# NFL Sunday Ticket: $20/Mo off early bird available.



## TonyTheTiger (Dec 22, 2006)

Following a posting on Slickdeals, I called D* and was offered $20 off per month for 6 months, making Sunday Ticket a total of $150.

However, they wanted another $16.50/Mo for Superfan and wouldn't budge. Others are reporting getting the whole package for the $24.99/Mo, so YMMV, but it's definitely worth a call.

I refused the deal and will cancel if nothing better is available closer to opening day.

If you do call, post here and let us know what you got.


----------



## Lopey (Feb 12, 2004)

They tried this deal with me with MLB, with the added stuff, but I don't have a HD TV and wouldn't take the extra stuff out so I declined.


----------



## chengka (Jan 14, 2002)

After reading this, I called to cancel NFL Sunday Ticket. I said it was too expensive, which it is. She offered me $10/month off. I said no. She offered me $20/month off. I said, with SuperFan, she said ok!

I think $150 for NFL ST + SF is a fair price. The standard pricing is highway robbery.

Good luck.


----------



## TonyTheTiger (Dec 22, 2006)

Bump to say I eventually got the deal.
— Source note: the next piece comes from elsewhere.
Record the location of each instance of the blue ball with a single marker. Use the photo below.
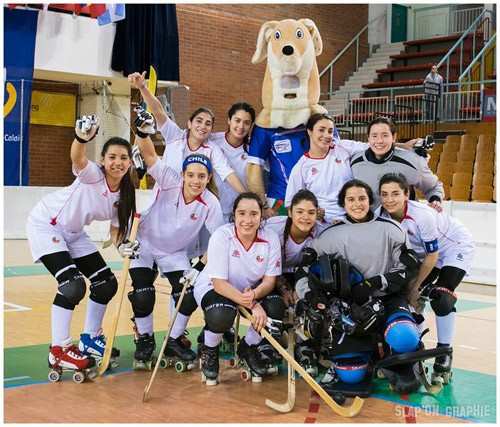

I was told by a "supervisor" last time I called that I could have the $20 off per month, but I was going to have to pay for Superfan and she'd noted my account that I was not to get it for free.

I called today and simply told the CSR I was trying to save some money and, without any problem, got the $20 off per month, free Superfan and Starz free for three months.


----------